Observable vs. R for data journalism

I’ve been using Observable at work for the best part of a year now, since being introduced to it properly by my colleague Ben. It’s an incredibly well-designed tool with a growing (and very friendly) community of developers and users. In this respect, it resembles my other favoured tool(s) for smaller-scale data analysis: R, and particularly the world of RStudio/the tidyverse.

The similarities are pretty striking, actually. Both tools allow you tap into a huge ecosystem of existing code (npm; CRAN); both include a charting library based on Leland Wilkinson’s Grammar of Graphics (1999) (Plot; ggplot2); both put an emphasis on notebook-style literate programming (Observable’s web interface; RMarkdown); both include collections of UI components that can be easily used for prototyping (Inputs; Shiny); perhaps most important, both were spearheaded by the developer of a wildly popular package for their host language, who now seems somewhat uneasy with his newfound fame (Mike Bostock; Hadley Wickham).

Despite all these similarities, I have encountered a few pain points. Rather than touting Observable’s advantages (ease of sharing notebooks in a team, working directly with JSON, etc.), I thought it might be worth running through my top three frustrations and giving the solutions I’ve come up with, in case they’re useful to others making the same move.

Browser security rules

An Observable cell showing a networking error

Without a doubt, the biggest pain in the proverbial when switching from local R scripts to Observable’s web interface has been dealing with modern web browsers’ (sensible) rules around networking and security. Want to quickly scrape something from a Brazilian provincial government website that doesn’t use HTTPS? No can do! How about an API that doesn’t serve CORS headers? You’re out of luck.

I’ve found two ways around this. The first is workflow-based: split up your data collection and data analysis and do the ETL work server-side, leaving Observable for the fun stuff. This is what I do for larger projects, taking advantage of Observable’s excellent (and getting excellenter) tools for working with databases. At Global Witness we currently favour a combination of dbt models and GitHub Actions feeding a central Postgres (and, crucially, PostGIS) database on RDS.

The second is simpler but less ‘clean’: set up your own reverse proxy to serve whatever you like over HTTPS, adding the appropriate CORS headers in transit. I’ve done this too, adapting this simple Docker set-up, but generally only use it for accessing Maxar’s WMS endpoint for high-resolution satellite imagery.

Working with tabular data

The approach pioneered by dplyr is rightly held up as a gold standard for working with tabular data in a reproducible way: it’s really well-designed, easy to learn, and works beautifully with the rest of the R ecosystem. And while it’s spawned a few imitators, of which Peter Beshai’s tidy.js is the best, nothing comes close to providing a comprehensive and coherent ‘grammar of data manipulation’…

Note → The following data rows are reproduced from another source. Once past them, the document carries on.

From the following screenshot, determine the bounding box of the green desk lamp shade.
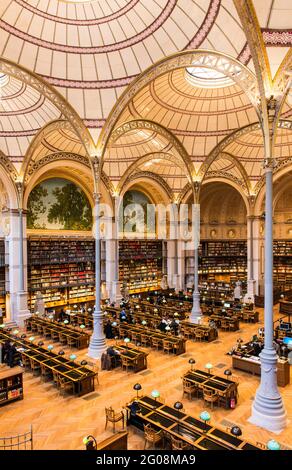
[205,363,213,371]
[124,337,130,343]
[200,411,211,422]
[151,390,160,399]
[165,326,171,331]
[29,336,35,342]
[13,330,19,335]
[63,320,69,324]
[267,440,281,450]
[80,324,85,329]
[47,344,54,351]
[141,320,147,325]
[70,354,77,361]
[112,322,117,327]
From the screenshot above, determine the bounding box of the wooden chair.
[40,364,52,382]
[59,333,67,345]
[21,353,31,371]
[86,360,99,385]
[51,330,60,342]
[67,336,77,348]
[29,358,41,376]
[203,387,219,409]
[151,337,161,350]
[220,320,230,332]
[121,356,132,373]
[182,378,198,400]
[171,435,191,450]
[141,334,150,348]
[131,332,139,345]
[182,328,193,340]
[194,329,205,342]
[143,423,163,450]
[31,323,38,333]
[37,324,44,335]
[105,407,125,433]
[58,376,75,397]
[162,340,173,354]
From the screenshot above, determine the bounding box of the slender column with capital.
[190,201,201,323]
[249,165,287,432]
[244,215,256,303]
[88,193,106,359]
[18,208,24,292]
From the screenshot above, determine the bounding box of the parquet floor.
[0,305,291,450]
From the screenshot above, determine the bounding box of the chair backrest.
[171,435,188,450]
[183,379,194,391]
[144,423,161,441]
[105,407,115,420]
[203,387,217,400]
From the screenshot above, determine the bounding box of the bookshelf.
[185,240,247,285]
[273,240,292,289]
[0,367,23,406]
[0,239,6,317]
[119,240,163,293]
[28,237,96,309]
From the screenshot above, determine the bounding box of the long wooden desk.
[25,316,90,349]
[183,369,238,408]
[104,344,148,372]
[232,354,290,387]
[209,314,240,331]
[180,321,218,342]
[119,323,186,355]
[0,331,95,396]
[127,396,261,450]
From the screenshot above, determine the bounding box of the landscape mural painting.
[27,178,92,230]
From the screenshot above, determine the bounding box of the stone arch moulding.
[200,177,251,215]
[98,49,260,160]
[23,158,114,213]
[0,151,18,208]
[22,119,84,179]
[119,171,173,205]
[106,119,195,184]
[254,159,292,216]
[0,58,95,170]
[116,151,181,198]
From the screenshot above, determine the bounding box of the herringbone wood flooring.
[0,306,291,450]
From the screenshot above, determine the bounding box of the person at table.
[157,318,167,332]
[104,320,114,339]
[7,342,18,368]
[120,309,128,322]
[170,319,179,335]
[120,298,125,308]
[106,346,120,357]
[2,340,10,365]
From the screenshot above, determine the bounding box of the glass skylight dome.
[186,66,237,89]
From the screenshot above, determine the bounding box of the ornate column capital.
[93,192,102,204]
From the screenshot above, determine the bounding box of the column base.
[88,337,107,360]
[249,348,287,433]
[110,281,122,305]
[173,274,180,294]
[189,292,202,324]
[244,279,256,304]
[11,292,31,326]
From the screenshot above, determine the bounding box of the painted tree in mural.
[121,190,152,233]
[48,183,92,230]
[27,185,48,229]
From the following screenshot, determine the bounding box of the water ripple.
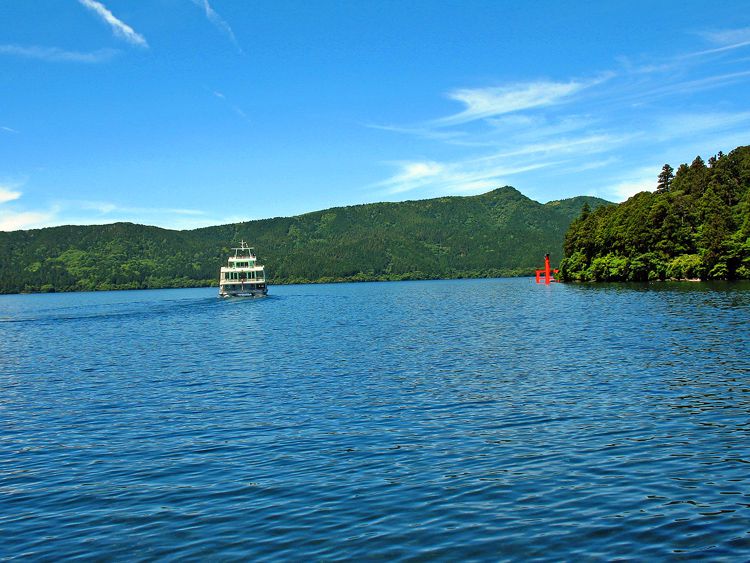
[1,280,750,560]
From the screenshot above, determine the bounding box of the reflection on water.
[1,279,749,559]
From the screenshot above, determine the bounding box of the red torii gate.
[536,253,559,284]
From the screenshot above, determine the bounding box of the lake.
[1,278,749,560]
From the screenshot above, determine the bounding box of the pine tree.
[699,186,733,278]
[656,164,674,192]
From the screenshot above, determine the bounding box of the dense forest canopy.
[560,145,750,282]
[0,187,607,294]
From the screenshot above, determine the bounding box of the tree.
[699,186,733,278]
[559,145,750,282]
[656,164,674,192]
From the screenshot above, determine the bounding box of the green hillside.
[0,187,609,294]
[560,145,750,281]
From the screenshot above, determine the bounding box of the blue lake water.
[1,278,750,560]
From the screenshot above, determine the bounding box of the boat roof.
[232,240,256,258]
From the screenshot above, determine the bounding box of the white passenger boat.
[219,241,268,297]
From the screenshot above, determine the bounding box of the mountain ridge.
[0,187,610,293]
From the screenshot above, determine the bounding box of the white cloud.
[192,0,242,53]
[76,200,207,217]
[687,40,750,58]
[376,157,556,196]
[1,126,18,133]
[372,160,445,194]
[0,44,119,63]
[0,193,215,232]
[372,132,633,198]
[82,201,117,214]
[78,0,148,48]
[597,166,659,202]
[681,28,750,59]
[387,161,444,184]
[0,186,22,204]
[433,114,601,149]
[0,183,58,231]
[432,76,609,126]
[364,27,750,205]
[466,134,630,164]
[0,210,57,231]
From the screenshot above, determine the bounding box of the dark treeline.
[0,187,607,294]
[560,145,750,282]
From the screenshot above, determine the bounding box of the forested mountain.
[0,187,607,293]
[560,145,750,281]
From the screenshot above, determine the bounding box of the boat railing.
[221,278,266,283]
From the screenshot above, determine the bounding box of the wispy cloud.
[628,70,750,104]
[432,76,610,126]
[192,0,243,53]
[377,161,445,193]
[78,0,148,48]
[78,200,207,217]
[0,44,119,63]
[372,131,632,198]
[681,27,750,59]
[0,199,214,231]
[0,185,22,205]
[686,40,750,58]
[376,158,556,196]
[447,114,601,148]
[617,27,750,73]
[698,26,750,46]
[367,25,750,203]
[364,122,470,144]
[597,166,660,202]
[0,182,58,231]
[1,126,19,134]
[0,209,57,231]
[466,134,630,163]
[211,89,250,122]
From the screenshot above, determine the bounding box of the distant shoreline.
[2,270,542,295]
[4,273,745,296]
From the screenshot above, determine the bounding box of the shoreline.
[0,270,535,296]
[4,274,748,296]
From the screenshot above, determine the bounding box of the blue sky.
[1,0,749,231]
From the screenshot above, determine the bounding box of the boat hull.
[219,286,268,298]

…except SQL. I’ve found sticking with a database infinitely preferable to working with a JavaScript-based dplyr clone, particularly as for smaller projects a SQLite DB can be attached directly to an Observable notebook. There will always come a point—e.g. right before plotting—at which it’s more sensible to manipulate JSON directly, but when you reach that stage D3.js’s array functions, along with new additions to the ECMAScript spec like Array.prototype.flatMap(), are more than good enough.

Here’s my favourite new pattern for manipulating an array of objects, analogous to a dplyr mutate() call. The flexibility afforded by defining your output as a JavaScript object really helps with things like updating deeply nested GeoJSON properties.

data = [
  { id: 1, width: 200, height: 100 },
  { id: 2, width: 260, height: 130 },
  { id: 3, width: 500, height: 70 }
];

data.map(d => ({
  ...d,
  area: d.width * d.height
}));

Reproducibility and the web

Observable is built around the browser, and this design choice influences how it’s used. While there are many advantages to this approach, it doesn’t make it easy to cache or persist data. Let’s say you’re scraping some data from a web page and manipulating it: in R, I might cache this data as a .Rds file the first time the script runs and re-use this cache (if it exists) subsequently, leaving me with a script that’s clear about the original source of its data (it’ll still contain the relevant httr calls) but that won’t break or spit out incorrect results if the website changes.

I’ve rolled my own solution to this in the form of a little tool which ‘remembers’ any fetch() calls in your notebook and caches them in a SQLite database. You’ll still to need to download the DB file after first run and attach it to the notebook before being able to take advantage of the cache (Observable’s File Attachments are immutable, for good reason), but it solves the problem of stale API endpoints or unreliable websites, and should be pretty fast too. Props to Toph Tucker for the inspiration!

I hope these quick reflections are of use. If you’re someone on a similar technical journey, I’d love to hear about it on Twitter. I’m not a full convert by any means—R still forms a significant part of my day-to-day, and for introducing less technical types to reproducible data workflows it can’t be beat, but I’m looking forward to what’s coming next from Observable HQ!